Roma - Chi sono i politici italiani che hanno conti nel Liechtenstein? Questa domanda aleggia nella campagna elettorale delle liste «pulite», dopo l’esplosione dello scandalo dei sospetti evasori con conto corrente a Vaduz che riguarda 3 continenti e, nel nostro Paese, imprenditori, professionisti e almeno 2 politici.
Impazza la caccia ai titolari dei conti sospetti, dal governo si pretende chiarezza sui personaggi coinvolti prima delle elezioni e Rocco Buttiglione si autosegnala, assicurando di non aver nulla da nascondere. I ministri Antonio Di Pietro, Paolo Ferrero e Alfonso Pecoraro Scanio vogliono che gli elenchi siano diffusi subito, come Piero Fassino che teme strumentalizzazioni. E il presidente della Camera, Fausto Bertinotti, propone: «Esponiamo al ludibrio della Nazione i grandi evasori». Vuole la gogna mediatica per chi ha «messo il Paese in condizione di non avere soldi per fare un asilo per i bambini». Non servono pene più severe per gli evasori, per il leader del Prc, ma «bisogna cercarli» e il governo italiano dovrebbe battersi in Europa per «sanzioni contro i Paesi che ospitano gli evasori». Quanto all’eventuale scelta di Visco in un suo governo, Bertinotti dice che forse lo chiamerebbe, ma chiedendogli «di fare più apertamente una battaglia politica sull’evasione fiscale».

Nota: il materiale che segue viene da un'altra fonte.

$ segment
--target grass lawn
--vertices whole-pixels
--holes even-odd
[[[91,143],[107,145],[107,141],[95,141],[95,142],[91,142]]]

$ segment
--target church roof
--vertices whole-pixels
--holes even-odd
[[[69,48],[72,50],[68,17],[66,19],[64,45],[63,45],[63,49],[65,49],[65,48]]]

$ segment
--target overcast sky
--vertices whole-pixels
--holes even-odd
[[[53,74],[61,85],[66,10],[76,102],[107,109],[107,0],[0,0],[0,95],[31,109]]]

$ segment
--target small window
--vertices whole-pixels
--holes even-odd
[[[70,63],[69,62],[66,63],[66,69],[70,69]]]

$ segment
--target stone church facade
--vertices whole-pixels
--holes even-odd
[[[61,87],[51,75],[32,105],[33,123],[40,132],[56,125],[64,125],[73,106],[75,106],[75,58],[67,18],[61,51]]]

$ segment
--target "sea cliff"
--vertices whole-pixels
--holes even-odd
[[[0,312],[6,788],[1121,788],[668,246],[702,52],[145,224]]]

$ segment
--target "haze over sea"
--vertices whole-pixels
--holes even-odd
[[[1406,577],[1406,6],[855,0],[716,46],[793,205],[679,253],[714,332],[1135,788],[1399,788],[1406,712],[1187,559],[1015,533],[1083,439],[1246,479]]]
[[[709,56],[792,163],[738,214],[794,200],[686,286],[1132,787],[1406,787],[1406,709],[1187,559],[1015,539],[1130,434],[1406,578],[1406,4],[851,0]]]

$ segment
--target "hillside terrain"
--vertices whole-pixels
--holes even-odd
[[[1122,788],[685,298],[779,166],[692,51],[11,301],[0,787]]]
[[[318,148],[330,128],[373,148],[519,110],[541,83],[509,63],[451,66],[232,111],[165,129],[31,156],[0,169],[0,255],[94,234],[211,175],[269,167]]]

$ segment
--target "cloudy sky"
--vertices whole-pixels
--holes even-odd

Il primo e unico nome che viene fuori sui correntisti di Vaduz è quello del presidente dell’Udc, che spiega di aver aperto un conto, dove oggi ci sono solo 3mila euro, perché è stato professore e corettore della International Academy of Philosophy del Liechtenstein. Dopo aver smesso di lavorare lì Buttiglione l’ha lasciato aperto «nella romantica speranza di tornarci un giorno». Nessun problema sul suo conto, osserva il radicale Maurizio Turco, ma è inesatto che il sistema del Liechtenstein sia «come quello di un qualunque Paese» e che lì siano «molto rigorosi per riciclaggio e mafia». E chiede, polemicamente: «Sono altrettanto rigorosi sui fondi neri ai partiti? Mentre lavorava lì ha per caso introdotto qualcuno presso qualche banca in Liechtenstein? Conosce qualcuno che ha conti in Liechtenstein?».
Il leader del Pd, Walter Veltroni, definisce i condoni «sbornie momentanee che diseducano» l’Italia. «Vorrei un Paese che - dice - mentre contrasta quei furbacchioni che sono andati a portare i soldi in Liechtenstein, eviti di tartassare tanti piccoli imprenditori e artigiani». Ci vuole un fisco «che non metta tutti sullo stesso piano»: che faccia riportare in Italia i soldi a chi li ha a Vaduz, ma che rispetti i «tanti contribuenti leali». Guido Crosetto di Fi gli ribatte di «informarsi bene all’interno del suo ex partito e nei mondi collaterali ad esso», perché «le scalate bancarie insegnano». L’azzurro ironizza sul fatto che artigiani e commercianti, considerati dal Pd e da Visco «fino a 15 giorni fa nemici da combattere», oggi sono «povere vittime».
Piero Fassino chiede al ministero dell’Economia di accertare se i depositi sono legali o no e di rendere pubblica la lista di eventuali evasori, «anche per evitare veline e veleni, quel gioco al massacro che è già cominciato». Di Pietro è preoccupato: «Da cittadino e da leader di partito impegnato nella redazione delle liste di candidati per le politiche - dice il leader dell’Italia dei valori - ritengo di avere il diritto di sapere i nomi quantomeno dei politici coinvolti per evitare di ritrovarmi a candidare persone che poi invece non hanno tempo per venire in Parlamento perché sono impegnate ad andare in tribunale». Anche il ministro del Prc Ferrero teme che «la lotta all’evasione fiscale sia trasformata nel solito feuilleton italiano» e pretende «piena luce» su questa vicenda.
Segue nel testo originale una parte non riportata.